L'évaluation, indicateur ou sanction?

La confusion entre évaluation formative et normative est une vraie dérive et elle n’est pas réservée à un secteur professionnel ou éducatif. Être stagiaire pendant plusieurs semaines ne signifie pas passer un examen continuel ou chaque geste et chaque attitude sont sanctionnés. Mais être accompagné dans sa formation pour avoir une évaluation globale de chaque compétence devant être validée. - Tu te rends compte, il ne sait pas faire cela ! - C’est normal, il est là pour l’apprendre… Il ne viendrait à l’idée de personne de reprocher à quelqu’un qui commence à apprendre à nager de ne pas savoir nager. Pourtant combien de fois avons-nous entendu à propos de stagiaires qu’ils ne savaient pas… alors qu’ils en étaient à leur première expérience pratique. Être en stage, c’est être en formation, donc avoir la possibilité de faire des erreurs et d’être accompagné pour améliorer ses compétences.
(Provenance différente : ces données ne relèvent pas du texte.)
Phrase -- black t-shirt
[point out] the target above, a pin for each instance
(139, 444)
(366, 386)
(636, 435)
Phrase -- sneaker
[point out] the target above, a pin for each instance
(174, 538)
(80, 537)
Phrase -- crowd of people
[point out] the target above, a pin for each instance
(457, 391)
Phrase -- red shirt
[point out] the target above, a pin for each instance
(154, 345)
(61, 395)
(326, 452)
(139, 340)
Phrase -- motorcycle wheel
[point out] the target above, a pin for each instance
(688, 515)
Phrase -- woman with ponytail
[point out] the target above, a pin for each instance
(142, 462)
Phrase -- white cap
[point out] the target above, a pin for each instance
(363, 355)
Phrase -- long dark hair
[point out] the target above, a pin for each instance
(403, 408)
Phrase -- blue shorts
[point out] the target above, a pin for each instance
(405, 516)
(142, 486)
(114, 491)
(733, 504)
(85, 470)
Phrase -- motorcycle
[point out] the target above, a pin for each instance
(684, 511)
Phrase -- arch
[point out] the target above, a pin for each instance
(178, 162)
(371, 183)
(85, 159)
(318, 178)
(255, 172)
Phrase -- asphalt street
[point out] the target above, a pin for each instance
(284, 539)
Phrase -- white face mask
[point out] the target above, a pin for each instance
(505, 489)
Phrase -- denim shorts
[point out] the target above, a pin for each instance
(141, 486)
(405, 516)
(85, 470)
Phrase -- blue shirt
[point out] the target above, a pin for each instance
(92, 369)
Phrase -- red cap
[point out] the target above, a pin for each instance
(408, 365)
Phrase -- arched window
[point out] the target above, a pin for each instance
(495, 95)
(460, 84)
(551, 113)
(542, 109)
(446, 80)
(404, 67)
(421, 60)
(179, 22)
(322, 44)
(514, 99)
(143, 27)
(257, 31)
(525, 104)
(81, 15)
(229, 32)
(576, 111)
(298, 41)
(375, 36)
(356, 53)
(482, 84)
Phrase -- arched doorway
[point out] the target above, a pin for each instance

La posture du formateur participe du sens donné à l'évaluation

Cela amène à réfléchir sur le statut du tuteur ou de la tutrice lors du stage, sur son rôle formateur et sur tous les aspects que cela représente. Sa fonction est de mettre la personne formée en situation de réussir et de développer ses compétences et ses acquis, de l’accompagner dans ses difficultés et de l’amener à les dépasser. Le positionnement du formateur ou de la formatrice n’est pas neutre. Porter un regard positif, aider à analyser les situations vécues, apporter les conseils ou les outils qui vont permettre de progresser, induisent des comportements de la part des stagiaires. Attendre et chercher l’erreur, en induisent d’autres très différents. Mais accompagner avec bienveillance, ne signifie en aucun cas accepter n’importe quoi, ne pas sanctionner s’il y a une attitude ou des actions inadmissibles, ou valider systématiquement même si la personne ne remplit pas les conditions. On peut accompagner et faire progresser quelqu’un, même si au final, en fonction des critères, son stage ne sera pas validé. Cette globalité de sens entre formation évaluation et validation, a souvent du mal à être définie et admise, ce qui génère des situations et des rôles ambigus. Une ambiguïté qui peut être liée à une confusion des tâches ou savamment entretenue, car mettant le formateur en situation narcissique et de pouvoir renforcé par rapport au formé. La principale dérive étant le glissement de sa fonction formatrice, vers un simple rôle de contrôle. Une autre dérive étant de se positionner en modèle : « Regarde comme je fais bien… » au lieu d’accompagner l’autre dans son cheminement, de l’amener à se mettre en situation de suivre et d’imiter au lieu d’analyser, d’imaginer et de construire. Être responsable d’une personne en stage et l’accompagner est une tâche complexe et globale.

Mais si Évaluation et Formation sont dans un bateau, prenons garde à ce que Formation ne tombe pas à l’eau.